As well as physical actions, players must also ensure that they do not let their heads drop after losing a teammate due to injury or a red card, as this will only boos the confidence of your opponents yet further. Maintaining belief will help teams to play in a disciplined and courageous manner, limiting the space of opponents as much as possible. Carrying out such actions is also likely to frustrate the other team, leading to errors and loss of possession.


Positive mental attitude will also lead to increased awareness levels, communication and concentration, which all aid the chances of coming away with a positive result. Such attributes must not only come from defenders too, with everyone on the field, including any possible substitutes having to quickly come to terms of what is expected of them. Attacking players remaining on the pitch will often be required to close down a full-back or drop into a deeper midfield position, something in which they may not have experience of doing. This is where training sessions involving such situations will pay dividends.

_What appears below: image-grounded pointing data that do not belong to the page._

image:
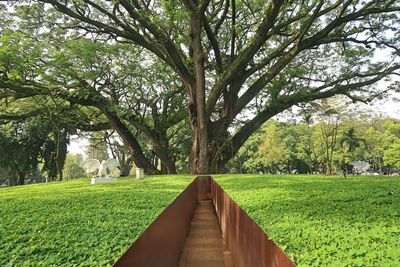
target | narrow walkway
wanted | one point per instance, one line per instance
(204, 245)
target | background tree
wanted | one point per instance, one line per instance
(72, 167)
(231, 58)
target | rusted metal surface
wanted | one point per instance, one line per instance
(161, 243)
(247, 242)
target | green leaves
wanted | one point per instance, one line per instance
(76, 224)
(324, 220)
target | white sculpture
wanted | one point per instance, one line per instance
(93, 165)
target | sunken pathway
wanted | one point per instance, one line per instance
(204, 245)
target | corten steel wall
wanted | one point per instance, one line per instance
(161, 243)
(247, 242)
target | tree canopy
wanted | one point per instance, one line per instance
(158, 72)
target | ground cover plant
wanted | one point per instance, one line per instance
(324, 220)
(77, 224)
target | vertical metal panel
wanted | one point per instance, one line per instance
(249, 245)
(161, 243)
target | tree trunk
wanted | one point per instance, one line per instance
(137, 154)
(199, 155)
(21, 178)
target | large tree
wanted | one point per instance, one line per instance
(239, 58)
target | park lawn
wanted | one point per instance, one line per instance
(324, 220)
(77, 224)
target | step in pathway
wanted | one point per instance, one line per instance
(204, 246)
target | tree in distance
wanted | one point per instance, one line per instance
(157, 69)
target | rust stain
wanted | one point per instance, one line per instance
(161, 243)
(247, 242)
(244, 243)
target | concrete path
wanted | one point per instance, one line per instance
(204, 245)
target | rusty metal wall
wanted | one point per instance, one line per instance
(161, 243)
(249, 245)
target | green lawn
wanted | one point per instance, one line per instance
(317, 220)
(322, 220)
(74, 223)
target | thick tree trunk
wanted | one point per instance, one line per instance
(199, 155)
(21, 178)
(137, 154)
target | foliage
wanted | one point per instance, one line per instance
(324, 220)
(392, 143)
(72, 167)
(97, 148)
(77, 224)
(323, 143)
(143, 68)
(23, 144)
(273, 150)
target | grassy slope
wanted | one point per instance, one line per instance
(325, 221)
(74, 223)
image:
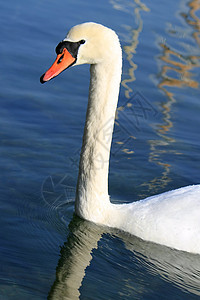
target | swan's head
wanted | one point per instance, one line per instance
(87, 43)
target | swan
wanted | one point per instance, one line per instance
(171, 218)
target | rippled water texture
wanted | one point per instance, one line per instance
(45, 250)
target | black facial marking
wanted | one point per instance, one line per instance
(60, 59)
(72, 47)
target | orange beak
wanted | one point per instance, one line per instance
(63, 61)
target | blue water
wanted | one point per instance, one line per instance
(45, 250)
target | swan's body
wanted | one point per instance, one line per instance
(172, 218)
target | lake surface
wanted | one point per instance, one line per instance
(45, 250)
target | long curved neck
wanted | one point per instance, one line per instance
(92, 187)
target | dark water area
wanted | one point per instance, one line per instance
(45, 250)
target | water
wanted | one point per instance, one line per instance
(156, 147)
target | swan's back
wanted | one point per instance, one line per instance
(171, 218)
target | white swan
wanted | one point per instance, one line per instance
(172, 218)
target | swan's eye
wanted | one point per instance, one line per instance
(60, 59)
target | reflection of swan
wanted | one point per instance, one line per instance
(148, 261)
(171, 219)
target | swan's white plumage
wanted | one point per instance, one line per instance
(171, 218)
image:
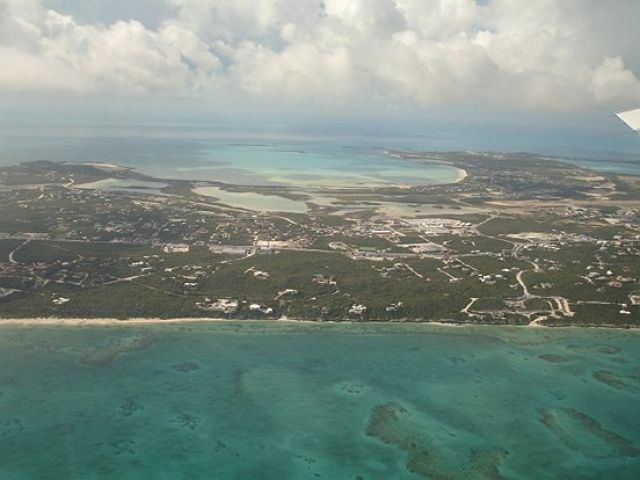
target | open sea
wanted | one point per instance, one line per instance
(265, 400)
(308, 159)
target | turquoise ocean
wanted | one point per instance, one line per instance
(265, 400)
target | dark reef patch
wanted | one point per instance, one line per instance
(106, 355)
(629, 383)
(186, 367)
(553, 358)
(391, 423)
(584, 434)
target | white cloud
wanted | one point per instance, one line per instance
(541, 55)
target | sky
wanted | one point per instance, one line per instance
(568, 62)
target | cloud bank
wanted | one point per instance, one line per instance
(541, 55)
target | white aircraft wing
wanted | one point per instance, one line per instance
(631, 118)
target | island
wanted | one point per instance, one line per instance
(519, 239)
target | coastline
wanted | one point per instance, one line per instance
(137, 322)
(78, 322)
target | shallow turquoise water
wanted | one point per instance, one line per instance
(278, 401)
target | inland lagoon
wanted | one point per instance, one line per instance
(284, 400)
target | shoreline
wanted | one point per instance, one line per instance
(137, 322)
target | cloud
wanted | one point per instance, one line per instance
(543, 55)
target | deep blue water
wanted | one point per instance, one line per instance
(257, 157)
(288, 401)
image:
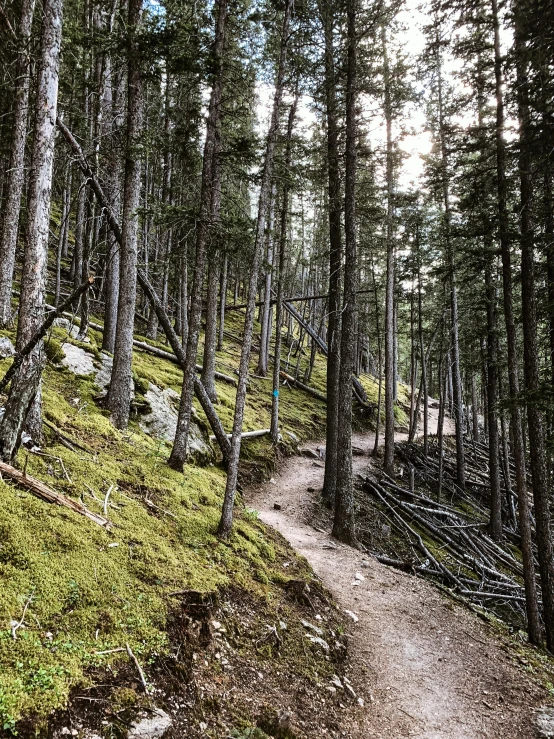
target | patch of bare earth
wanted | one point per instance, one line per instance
(423, 666)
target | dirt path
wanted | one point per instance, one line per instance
(424, 666)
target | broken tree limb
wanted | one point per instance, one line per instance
(42, 491)
(294, 299)
(357, 387)
(41, 332)
(249, 434)
(163, 318)
(145, 347)
(301, 386)
(139, 668)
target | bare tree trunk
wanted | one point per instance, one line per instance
(210, 334)
(344, 524)
(265, 334)
(172, 338)
(222, 301)
(531, 599)
(380, 359)
(457, 393)
(180, 446)
(535, 419)
(64, 227)
(335, 257)
(16, 171)
(226, 522)
(116, 103)
(390, 364)
(119, 395)
(281, 278)
(474, 408)
(495, 523)
(25, 385)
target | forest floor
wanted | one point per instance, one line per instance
(423, 665)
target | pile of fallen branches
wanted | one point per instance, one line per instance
(439, 475)
(444, 539)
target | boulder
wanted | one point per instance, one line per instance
(150, 726)
(77, 360)
(161, 423)
(7, 349)
(67, 325)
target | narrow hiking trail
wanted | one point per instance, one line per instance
(424, 666)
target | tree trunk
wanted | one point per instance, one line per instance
(180, 446)
(537, 450)
(335, 257)
(25, 385)
(222, 302)
(495, 523)
(281, 277)
(390, 378)
(119, 395)
(16, 172)
(226, 522)
(344, 524)
(210, 334)
(531, 599)
(457, 394)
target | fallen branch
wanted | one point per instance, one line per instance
(41, 332)
(145, 347)
(107, 500)
(42, 491)
(139, 668)
(150, 293)
(18, 624)
(249, 434)
(66, 441)
(301, 386)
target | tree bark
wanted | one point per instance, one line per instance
(390, 364)
(119, 394)
(281, 278)
(457, 393)
(495, 522)
(180, 446)
(25, 385)
(335, 257)
(226, 521)
(343, 524)
(535, 420)
(533, 620)
(16, 171)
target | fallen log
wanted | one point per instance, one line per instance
(150, 293)
(42, 491)
(301, 386)
(145, 347)
(41, 332)
(248, 434)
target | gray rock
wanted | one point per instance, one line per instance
(318, 640)
(308, 625)
(104, 374)
(78, 360)
(544, 721)
(151, 726)
(161, 423)
(66, 325)
(7, 349)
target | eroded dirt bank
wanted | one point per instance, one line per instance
(424, 666)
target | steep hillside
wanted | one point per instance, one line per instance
(73, 595)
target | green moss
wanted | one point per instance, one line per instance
(89, 590)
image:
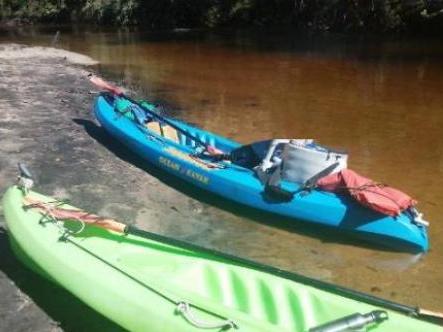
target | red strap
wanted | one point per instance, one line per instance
(98, 82)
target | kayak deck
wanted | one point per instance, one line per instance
(241, 184)
(138, 282)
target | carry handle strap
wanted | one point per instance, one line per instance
(185, 309)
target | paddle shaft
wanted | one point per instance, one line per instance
(165, 120)
(97, 81)
(359, 296)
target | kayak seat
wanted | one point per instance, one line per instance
(170, 133)
(163, 130)
(154, 126)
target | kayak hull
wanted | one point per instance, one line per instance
(242, 185)
(137, 282)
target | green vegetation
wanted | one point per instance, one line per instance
(318, 15)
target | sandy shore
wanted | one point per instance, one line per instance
(46, 122)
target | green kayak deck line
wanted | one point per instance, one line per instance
(137, 282)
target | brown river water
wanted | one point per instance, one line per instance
(380, 100)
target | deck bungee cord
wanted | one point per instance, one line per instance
(178, 282)
(53, 212)
(59, 214)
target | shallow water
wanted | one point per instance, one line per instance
(380, 100)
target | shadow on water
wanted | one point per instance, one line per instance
(323, 233)
(69, 312)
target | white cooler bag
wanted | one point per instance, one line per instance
(302, 159)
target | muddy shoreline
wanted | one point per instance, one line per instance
(48, 124)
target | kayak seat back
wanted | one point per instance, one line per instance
(174, 135)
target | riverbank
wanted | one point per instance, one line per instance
(46, 122)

Coaches can undoubtedly influence players in this area, with teams with good attitudes throughout training sessions often stepping up to the plate when things get tough. It is fairly simple to recreate the scenario of losing a player during a game, whether it be setting up a 11v10 match or drills involving a smaller number of players. Coaches should encourage defenders putting pressure on attacking players despite having inferior numbers, with discipline and the so-called “siege mentality” being invaluable assets in football.


Playing with a player down is not all about “parking the bus”, with coaches having to ensure that their team finishes the match with the same mentality as when it started.